The conversion of a spruce monoculture into a mixture of spruce and beech was found to increase the invertebrate decomposer’s potential attributable to the quality of the beech litter (Elmer et al. 2004). In addition, beech leaves were more favourable to microorganisms than spruce needles, and the decomposition rates showed the following order: beech > mix > spruce (Albers et al. 2004). On the other hand, Andivia et al. (2016) found that the carbon stock in the forest floor reflected a proportion of spruce needles in litterfall. This relation did not yet apply to our young stands. Studies in mature forest stands have reported higher litter amounts accumulated below spruce. According to Berger and Berger (2014), these higher amounts are not attributable to the inherent recalcitrance of needles. Forest-floor nitrogen in our study was comparable among pure beech and both coniferous treatments, which differed significantly from both mixtures of beech with evergreen conifers. As for the oxidizable carbon proportion/share, only monospecific beech differed from the mixture of spruce and fir significantly, while the pools were not different. Rehschuh et al. (2021) concluded that adding conifers to beech increases carbon accumulation in soils; it, however, did not apply to our early stage of forest cover restoration on former agricultural sites, and further changes can be expected both as the stands use nutrients to grow and also as litterfall is returned onto the soil.

Conclusions

Analyses of the impact of a new forest canopy on former agricultural land showed that even young (at an age of 12–18 years) tree species and their mixtures are capable of distinctively impacting topsoil chemical properties. The pattern of changes, however, differs from the published findings from studies conducted in older forests. Only qualitative properties manifested significant differences among the treatments in our study; dry matter amounts and also nutrient pools were similar. Particularly, it can be concluded that:

  • Monospecific beech and mixtures with beech showed the lower pH levels and base saturation compared to coniferous treatments.
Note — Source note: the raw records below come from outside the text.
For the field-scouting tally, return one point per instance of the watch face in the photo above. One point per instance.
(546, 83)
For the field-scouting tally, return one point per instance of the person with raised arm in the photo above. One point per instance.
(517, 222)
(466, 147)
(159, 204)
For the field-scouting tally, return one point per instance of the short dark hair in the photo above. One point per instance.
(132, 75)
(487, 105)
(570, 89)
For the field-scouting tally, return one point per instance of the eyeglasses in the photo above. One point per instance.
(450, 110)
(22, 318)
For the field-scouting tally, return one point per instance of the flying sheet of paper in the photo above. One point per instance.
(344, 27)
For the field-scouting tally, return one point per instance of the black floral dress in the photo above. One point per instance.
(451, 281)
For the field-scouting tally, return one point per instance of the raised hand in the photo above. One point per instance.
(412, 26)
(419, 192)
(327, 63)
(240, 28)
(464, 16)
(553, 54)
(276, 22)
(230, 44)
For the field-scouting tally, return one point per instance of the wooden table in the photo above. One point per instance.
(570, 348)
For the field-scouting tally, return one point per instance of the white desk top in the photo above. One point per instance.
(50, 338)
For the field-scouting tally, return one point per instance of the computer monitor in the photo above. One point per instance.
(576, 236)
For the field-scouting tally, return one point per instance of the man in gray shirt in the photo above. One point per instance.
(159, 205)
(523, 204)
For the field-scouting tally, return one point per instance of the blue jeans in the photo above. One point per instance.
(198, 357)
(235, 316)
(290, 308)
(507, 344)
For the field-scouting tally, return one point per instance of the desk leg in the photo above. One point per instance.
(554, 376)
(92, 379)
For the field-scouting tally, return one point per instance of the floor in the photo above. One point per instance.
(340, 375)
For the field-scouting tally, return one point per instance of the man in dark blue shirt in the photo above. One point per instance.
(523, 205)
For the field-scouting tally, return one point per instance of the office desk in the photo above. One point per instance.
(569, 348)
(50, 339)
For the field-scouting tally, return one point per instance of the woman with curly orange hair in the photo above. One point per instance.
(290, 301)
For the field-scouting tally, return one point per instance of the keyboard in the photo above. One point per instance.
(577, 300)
  • Dry mass and fine dry mass of the forest floor did not differ among the treatments and nutrient pools were also comparable.

  • The nutrient contents in the forest floor were not entirely reflected in the nutrients of the topsoil. The contents of N and Ca showed fully independent patterns in both layers.

  • Mineral topsoil below mixed beech with spruce (Be_Sp) was higher in nitrogen, oxidizable carbon, the content of combustible matter and the content of exchangeable hydrogen ions, and showed also lower pH levels and base saturation.

  • In spite of a similar ecosite classification, differences in the forest floor were observed between the analysed study sites. The land-use history seems to have long-term impact on the nutrient cycling of a new forest.

During the study period, every analysed treatment formed a forest-floor layer. Soil nutrient consumption by roots and nutrient return through litterfall and its decomposition also changed the properties of the topsoil. The diverse patches of monospecific and mixed stands are expected to affect forest soil properties related to the specific nutrient cycling, thus also supporting forest biodiversity.